Review

In Review: Gangs Of Ballet & Shadowclub at Kirstenbosch

“That’s the line for Shadow Of Club t-shirts and this is the line for Gangs of Ballen,” a random in the queue was so kind as to tell me while I waited to purchase some merch.

My 18-year-old cousin and I were about to correct her, but we thought she’d come to her own conclusions after buying CDs from bands that in her world, don’t exist.

A few glasses of wine and some crackers later and Gangs Of Ballet take to the stage wordlessly, jumping head first into ‘This Love’. Brad Klynsmith (vox/guitar) has an awestruck child-like smile slapped across his face as he launches into a somewhat strained falsetto mid-track.

They find their feet during track two with Brad busting out a dance I christen the “ballet bounce” and my new Kirstenbosch-partner-in-crime Mvelase, tells me he can’t remember the last time he saw a band this ridiculously happy to be playing the gardens.

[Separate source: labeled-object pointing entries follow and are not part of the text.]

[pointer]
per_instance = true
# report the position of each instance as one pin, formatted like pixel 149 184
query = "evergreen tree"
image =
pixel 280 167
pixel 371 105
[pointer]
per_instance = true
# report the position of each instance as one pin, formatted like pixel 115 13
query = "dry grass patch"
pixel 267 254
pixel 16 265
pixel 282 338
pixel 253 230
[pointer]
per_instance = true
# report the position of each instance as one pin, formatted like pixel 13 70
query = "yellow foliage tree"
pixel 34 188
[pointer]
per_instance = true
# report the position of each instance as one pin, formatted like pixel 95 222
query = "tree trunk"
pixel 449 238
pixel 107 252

GOB’s set construction is clever with a subtle barrage of tempos and intricacies within their layers of sound, with Josh Klynsmith (drums) making up the complementary two-part vocal harmonies.

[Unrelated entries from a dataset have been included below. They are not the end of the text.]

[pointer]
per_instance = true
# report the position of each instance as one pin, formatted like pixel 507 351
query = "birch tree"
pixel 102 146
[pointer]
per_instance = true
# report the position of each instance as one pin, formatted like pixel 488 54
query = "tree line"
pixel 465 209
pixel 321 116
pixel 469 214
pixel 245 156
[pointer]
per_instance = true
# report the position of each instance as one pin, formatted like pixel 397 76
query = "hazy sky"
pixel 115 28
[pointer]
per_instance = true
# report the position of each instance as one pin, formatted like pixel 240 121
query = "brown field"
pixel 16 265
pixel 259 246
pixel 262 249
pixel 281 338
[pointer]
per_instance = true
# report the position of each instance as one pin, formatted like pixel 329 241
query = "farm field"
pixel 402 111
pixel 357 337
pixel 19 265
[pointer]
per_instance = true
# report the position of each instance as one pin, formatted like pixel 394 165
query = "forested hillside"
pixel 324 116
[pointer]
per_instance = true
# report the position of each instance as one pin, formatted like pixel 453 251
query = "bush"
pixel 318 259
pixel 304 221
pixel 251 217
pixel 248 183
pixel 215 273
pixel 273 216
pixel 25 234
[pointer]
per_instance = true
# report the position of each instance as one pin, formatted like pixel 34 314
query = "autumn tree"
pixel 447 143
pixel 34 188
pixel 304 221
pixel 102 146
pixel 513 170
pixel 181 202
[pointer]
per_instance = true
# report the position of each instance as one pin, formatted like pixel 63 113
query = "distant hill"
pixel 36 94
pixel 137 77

The frontman breaks from the party he’s clearly having onstage to timidly confess: “We feel like we’re on a first date, all dressed up, and we don’t wanna do or say anything stupid, ‘cause we really, really like you.” I look over my shoulder at my cousin, her head titled and mouth open like she’s catching flies, clearly in love. Well played Brad.

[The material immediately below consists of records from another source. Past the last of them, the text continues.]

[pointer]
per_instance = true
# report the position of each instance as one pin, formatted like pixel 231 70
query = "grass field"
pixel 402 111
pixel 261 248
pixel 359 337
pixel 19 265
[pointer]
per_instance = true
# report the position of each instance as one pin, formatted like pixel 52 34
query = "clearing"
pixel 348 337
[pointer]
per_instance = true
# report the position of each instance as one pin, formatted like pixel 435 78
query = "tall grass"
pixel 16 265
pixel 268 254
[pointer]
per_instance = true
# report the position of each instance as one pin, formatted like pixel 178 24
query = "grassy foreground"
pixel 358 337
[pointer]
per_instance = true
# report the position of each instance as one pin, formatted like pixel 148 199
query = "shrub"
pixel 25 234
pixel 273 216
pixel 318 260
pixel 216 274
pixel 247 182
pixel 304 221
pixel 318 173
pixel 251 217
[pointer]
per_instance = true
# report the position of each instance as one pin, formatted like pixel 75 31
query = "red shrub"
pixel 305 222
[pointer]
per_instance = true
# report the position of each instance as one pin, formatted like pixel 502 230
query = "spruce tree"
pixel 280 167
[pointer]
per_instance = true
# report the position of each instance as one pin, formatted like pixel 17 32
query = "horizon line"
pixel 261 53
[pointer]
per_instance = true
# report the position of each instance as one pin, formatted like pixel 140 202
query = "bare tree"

Jono Rich on keys adds a welcome depth and dynamic to their self-proclaimed “anthemic” sound, his sublime melody in ‘Hello Sweet World’ supplying a grand crescendo.  Forget Coldplay, Snow Patrol and whatever the hell else people have told you about what GOB sound like, this 4-piece has only begin to tap into and test the waters of their sonic potential.

It takes 3 kids bee-lining to the front of the stage for about fifty more to follow suit and as they stream down the slanted lawn to ‘Breaking The Silence’ it’s hysterical to watch the penny drop on people’s faces. “Ooooh, it’s that Mr Price baaand.” Gotta love some brand association.

Brad ends by telling Cape Town that we’re beautiful and naturally his declaration is met by calls for an encore, which get shot down. Goddam that curfew. Regardless, GOB has unknowingly tapped into the very simple rule of thumb for a band performing at Kirstenbosch – show the crowd some love and they are yours to do with as you please.

Two cigarettes later Shadowclub saunter onto stage. The trio exude rock star “swag” from every pore. Unfortunately, they use their set to test out quite a lot of new material (which I’m more than happy about because I’ve been listening to the same tunes for a year and a half) but that the Kirstenbosch crowd, who thrive on familiarity, seem less than complacent towards.

Their hooks for days (‘Good Morning Killer’, ‘Cabin In The Woods’ and new-ish tune ‘Vegas’) attract a more teen-centric group to the front of the stage. They watch in awe as frontman Jacques Moolman literally wears the chords that he plays through the most abstract expressions that he pulls on his face. They close with ‘Dirt and Rubble’ which is very unexpected, very beautiful and the first proper ballad they’ve written. It’ll be a sure-fire winner off the second album.

The last Kirstenbosch concert takes place this Sunday with Johnny Clegg bringing down the musical gavel.  If you haven’t been to one, make a plan to redeem yourself.